Needless to say, Jung Chang and Jon Halliday’s Mao: The Unknown Story, which has run the gauntlet of critical praise turned academic scorn since its publication last summer, was not among them.
The Unknown Story makes bold claims for itself: no less than dishing ALL the dirt on Mao, from his teens to his deathbed, and revealing what it describes as unique new insights into a deeply treacherous political and personal life.
Before this sweeping history, Chang was best known for Wild Swans, a best-selling account of three generations of her family living and suffering through China’s turbulent 20th century. The Unknown History received the same raptuous response.
Nicholas Kristof, of the New York Times Book Review, said it was a "magnificent biography … a magisterial work". The Observer’s Roy Hattersley declared it "unequalled throughout modern history". "The expectation (that she would rewrite modern Chinese history) [has been] justified," added Chris Patten in The Times.
A breathless tone was set.
Since then, however, a fascinating turnaround has ensued. Chang and Halliday have found themselves on the losing side of a battle to shore up the accuracy of their book against attacks from China scholarship luminaries such as Jonathan Spence, Andrew Nathan and many others.
Too many of the book’s revelations rely on imaginative inference or cause-and-effect suppositions based on chains that collapse if a single link is false, they say.
One of the most thorough and scathing set of reviews was published in Australia’s The China Journal earlier this year.
"[Chang and Halliday] trim and bend [sources] to cast Mao in an unrelentingly bad light ? important claims are controverted by the evidence. [The book] does not represent a reliable contribution to our understanding of Mao or twentieth-century China," wrote Gregor Benton and Steve Tsang on the book’s early chapters.
Timothy Cheek, reviewing the chapters covering 1940-1949, found "a distorted and unprofessional refusal to take account of contrary information".
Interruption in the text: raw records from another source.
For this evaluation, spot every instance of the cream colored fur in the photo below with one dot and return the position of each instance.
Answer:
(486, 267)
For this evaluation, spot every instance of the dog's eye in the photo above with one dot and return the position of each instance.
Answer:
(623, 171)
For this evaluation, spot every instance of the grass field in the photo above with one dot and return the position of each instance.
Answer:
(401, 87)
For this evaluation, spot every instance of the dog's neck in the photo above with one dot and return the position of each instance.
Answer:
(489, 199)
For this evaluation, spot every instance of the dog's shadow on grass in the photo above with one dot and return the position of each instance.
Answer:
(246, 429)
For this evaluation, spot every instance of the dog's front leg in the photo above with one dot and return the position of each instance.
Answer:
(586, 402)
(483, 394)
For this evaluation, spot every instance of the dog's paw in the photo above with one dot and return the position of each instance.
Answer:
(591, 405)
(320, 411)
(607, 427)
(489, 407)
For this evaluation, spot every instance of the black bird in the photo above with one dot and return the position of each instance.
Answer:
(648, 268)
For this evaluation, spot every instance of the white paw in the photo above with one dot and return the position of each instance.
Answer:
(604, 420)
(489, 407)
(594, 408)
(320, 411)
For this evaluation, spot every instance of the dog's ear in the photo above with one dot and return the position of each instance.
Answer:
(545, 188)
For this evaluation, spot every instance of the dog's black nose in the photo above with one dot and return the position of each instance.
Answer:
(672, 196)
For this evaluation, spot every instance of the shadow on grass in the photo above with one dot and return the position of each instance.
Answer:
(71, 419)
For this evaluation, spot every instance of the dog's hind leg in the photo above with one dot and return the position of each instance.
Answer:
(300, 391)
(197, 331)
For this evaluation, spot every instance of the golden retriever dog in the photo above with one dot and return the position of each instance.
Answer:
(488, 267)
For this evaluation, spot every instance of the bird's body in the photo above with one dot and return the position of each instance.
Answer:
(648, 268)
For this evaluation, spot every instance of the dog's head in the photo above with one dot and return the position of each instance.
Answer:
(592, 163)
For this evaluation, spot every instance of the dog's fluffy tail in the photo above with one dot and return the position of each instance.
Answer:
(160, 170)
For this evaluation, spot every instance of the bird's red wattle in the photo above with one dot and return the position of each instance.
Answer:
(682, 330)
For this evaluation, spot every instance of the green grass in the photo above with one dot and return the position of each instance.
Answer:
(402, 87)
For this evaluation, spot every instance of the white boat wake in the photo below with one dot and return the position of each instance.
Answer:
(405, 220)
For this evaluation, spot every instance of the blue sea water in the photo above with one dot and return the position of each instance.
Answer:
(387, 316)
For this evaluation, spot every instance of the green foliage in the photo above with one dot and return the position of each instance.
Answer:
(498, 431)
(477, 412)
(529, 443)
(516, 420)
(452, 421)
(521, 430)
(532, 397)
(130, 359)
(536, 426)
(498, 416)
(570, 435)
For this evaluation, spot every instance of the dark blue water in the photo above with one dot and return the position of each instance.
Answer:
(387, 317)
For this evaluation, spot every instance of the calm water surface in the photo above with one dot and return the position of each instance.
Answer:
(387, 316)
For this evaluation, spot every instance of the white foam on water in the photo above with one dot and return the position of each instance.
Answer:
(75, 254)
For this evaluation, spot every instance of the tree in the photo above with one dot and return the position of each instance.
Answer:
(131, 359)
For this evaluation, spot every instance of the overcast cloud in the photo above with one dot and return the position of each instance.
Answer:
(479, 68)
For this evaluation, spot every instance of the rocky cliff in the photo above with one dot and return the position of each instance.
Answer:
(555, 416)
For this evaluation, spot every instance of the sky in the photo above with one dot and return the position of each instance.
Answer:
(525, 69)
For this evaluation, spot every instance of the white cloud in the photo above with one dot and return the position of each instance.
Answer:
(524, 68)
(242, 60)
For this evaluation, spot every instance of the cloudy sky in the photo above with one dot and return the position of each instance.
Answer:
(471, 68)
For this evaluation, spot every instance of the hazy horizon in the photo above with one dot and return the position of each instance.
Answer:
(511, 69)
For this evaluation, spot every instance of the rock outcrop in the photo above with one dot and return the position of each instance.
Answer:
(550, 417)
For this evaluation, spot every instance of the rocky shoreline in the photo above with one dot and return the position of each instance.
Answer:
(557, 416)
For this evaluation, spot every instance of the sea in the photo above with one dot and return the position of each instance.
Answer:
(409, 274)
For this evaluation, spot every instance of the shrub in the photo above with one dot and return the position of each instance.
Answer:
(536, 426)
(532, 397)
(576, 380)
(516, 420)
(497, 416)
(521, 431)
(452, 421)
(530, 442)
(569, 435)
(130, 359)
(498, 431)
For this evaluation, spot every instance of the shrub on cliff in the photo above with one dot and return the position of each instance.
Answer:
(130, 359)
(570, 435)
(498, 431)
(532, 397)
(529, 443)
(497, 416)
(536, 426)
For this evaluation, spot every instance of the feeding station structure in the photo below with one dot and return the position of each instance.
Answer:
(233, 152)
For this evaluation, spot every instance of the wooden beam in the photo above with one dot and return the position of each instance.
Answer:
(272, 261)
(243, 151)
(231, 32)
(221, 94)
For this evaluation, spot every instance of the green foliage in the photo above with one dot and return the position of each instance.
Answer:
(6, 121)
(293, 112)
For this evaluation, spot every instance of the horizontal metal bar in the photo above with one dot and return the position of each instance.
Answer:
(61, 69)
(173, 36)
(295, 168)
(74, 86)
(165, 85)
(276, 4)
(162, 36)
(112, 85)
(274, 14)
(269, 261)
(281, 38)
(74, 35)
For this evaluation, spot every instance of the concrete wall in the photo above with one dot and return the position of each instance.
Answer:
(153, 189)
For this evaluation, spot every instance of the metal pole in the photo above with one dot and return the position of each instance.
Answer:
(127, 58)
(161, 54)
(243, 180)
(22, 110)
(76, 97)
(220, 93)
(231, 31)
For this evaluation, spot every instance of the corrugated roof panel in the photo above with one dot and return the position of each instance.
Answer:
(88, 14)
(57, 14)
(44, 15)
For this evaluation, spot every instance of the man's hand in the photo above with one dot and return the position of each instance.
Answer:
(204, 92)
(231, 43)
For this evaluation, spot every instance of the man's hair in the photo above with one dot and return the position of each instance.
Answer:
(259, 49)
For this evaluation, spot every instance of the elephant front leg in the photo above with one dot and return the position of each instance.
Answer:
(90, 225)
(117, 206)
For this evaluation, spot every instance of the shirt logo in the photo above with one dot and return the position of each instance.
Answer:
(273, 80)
Most recently, Hong Kong’s Kaifang magazine reported that Yuanliu Publishing in Taiwan had aborted its translation of the book into Chinese on the eve of publication. This is reportedly over serious unease with one of Chang and Halliday’s more extravagant claims – that senior KMT official Hu Tsung-nan was a Red agent, a jump of logic already undermined by Benton and Tsang in The China Journal.
Looking ahead
What are we to make of such opposing views? Perhaps the most hopeful outcome is that China has to be taken more seriously by the world of commercial publishing.
In that, as in so many other areas, the PRC is becoming more like other countries. Higher standards of research and accuracy must apply in future, verified by people with expertise and training.
"Know your author" might be the motto. In Chang’s case, the shadows of what her family endured in the Cultural Revolution loom large, resulting in voluminous detail being undermined by a lack of objectivity in its application.
"One must ask whether a vengeful spirit serves either author or reader well, especially in the creation of a mass market work that would claim authority and dominance in the study of Mao Zedong and his history," wrote scholar Geremie Barme.
When it comes to a publishing environment where there is freedom of the press, where there are serious legal consequences for rash or reckless treatment of the reputations of real people and families – as is developing in Taiwan – the book appears to fall short of this crucial yardstick.
Time appears to be no healer, for author or reader.